La teoría de los “mapuches
separatistas financiados por Inglaterra” se suma a una larga lista de teorías
conspirativas (de distinto tipo y color) presentes en la historia argentina.
Otra
teoría que circuló en la derecha peronista en los años ’70 fue la teoría del
complot sinárquico, elaborada por el profesor universitario Carlos Disandro,
padrino intelectual de la Concentración Nacional Universitaria (CNU) que
terminó siendo una de las patas de la Triple A. Desde la década anterior,
Disandro afirmaba que había una conspiración en marcha para infiltrar al
movimiento peronista, acusando a los curas renovadores inspirados por el
Concilio Vaticano II de actuar digitados por la Iglesia católica para controlar
al justicialismo. Más tarde, los Montoneros se convirtieron en su blanco
predilecto, señalados como agentes del comunismo internacional. En resumen,
detrás de las organizaciones armadas peronistas, los sacerdotes
tercermundistas, el camporismo, el judaísmo y la masonería se escondían las
fuerzas convergentes del Vaticano y la Unión Soviética. La idea del complot de
la Sinarquía internacional fue utilizada por Perón y la derecha peronista como
un insumo discursivo e ideológico en la depuración del movimiento de sus
corrientes más izquierdistas.
Los
demonios familiares de la Argentina.
Teniendo
en cuenta estos antecedentes, que sectores del gobierno y los medios de
comunicación vuelvan a la teoría del complot como parte de su estrategia de
polarización de la sociedad argentina es como mínimo un acto de
irresponsabilidad. Como hemos visto, la conspiranoia apela a profundas
fantasías colectivas, desde los Protocolos de los Sabios de Sión pasando por la
Sinarquía Internacional y el Plan Andinia a esta temible amenaza multiforme que
parece representar el anarcokirchnerismo. En la presentación del otro
indeseable se activan y entrelazan distintas sensibilidades sociales: el miedo
a la contaminación y el desorden -la devaluación perversa del desparecido como
un “hippie mugroso”-; la envidia encubierta en toda ética protestante del
trabajo, la austeridad y la sobriedad -el odio al kirchnerista corrupto y
voluptuoso que se enriquece sin esfuerzo-; la xenofobia amparada en grandes
mitos nacionales -los mapuches invasores, que vienen de Chile financiados por
el oro británico para mutilar el suelo patrio como un deja vú de
Malvinas-. Por último, la amenaza subversiva externa materializada en el
enemigo interno al mejor estilo de la contrainsurgencia setentista -los
“marxistas frívolos”, los trotskistas con los pies en el país y la cabeza en
Moscú, las “células” anarquistas de la internacional antiglobalización-.

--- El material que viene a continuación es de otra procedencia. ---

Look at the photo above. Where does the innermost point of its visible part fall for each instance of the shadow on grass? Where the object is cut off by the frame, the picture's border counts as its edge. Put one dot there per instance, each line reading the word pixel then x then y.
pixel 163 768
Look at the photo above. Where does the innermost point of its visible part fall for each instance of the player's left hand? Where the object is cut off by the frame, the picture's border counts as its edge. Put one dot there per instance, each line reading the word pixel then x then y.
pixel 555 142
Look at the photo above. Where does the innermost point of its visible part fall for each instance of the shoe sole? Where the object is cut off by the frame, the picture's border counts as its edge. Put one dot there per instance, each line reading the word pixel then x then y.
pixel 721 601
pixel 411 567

Todas las brujas y los demonios que invadieron el sueño de la Argentina liberal
desde la Conquista del Desierto, pasando por el Centenario de 1910, el “aluvión
zoológico” del peronismo y el trauma setentista hasta el presente.
Este
discurso deja perplejo a más de uno; es como si desde cierto arco
gubernamental, policial y periodístico se hubiera adoptado un setentismo
contrainsurgente mal actuado, que se toma con demasiada seriedad las consignas
donde el presidente se mimetiza con la última dictadura militar. Más allá de la
pertinencia o no de semejante caracterización, jugar a la teoría del complot es
un peligro latente en una sociedad que repite como un tic los prejuicios y las
sospechas que antecedieron a la transición democrática:
“¿¿Que
hacía un artesano con los mapuches??” ¿Por algo será? No seria muy temerario
pensar que todo esto sirva para desacreditar cualquier reclamo popular como sospechoso
de extremismo, justificando el giro autoritario del gobierno en nombre del
combate a la violencia política.
Esteban Campos. Doctor en Historia por la Universidad de Buenos Aires e Investigador del CONICET en el Instituto de de Historia Argentina y Americana "Dr. Emilio Ravignani". Se especializa en historia de los movimientos armados en Argentina y América Latina, y en la historia de la izquierda peronista.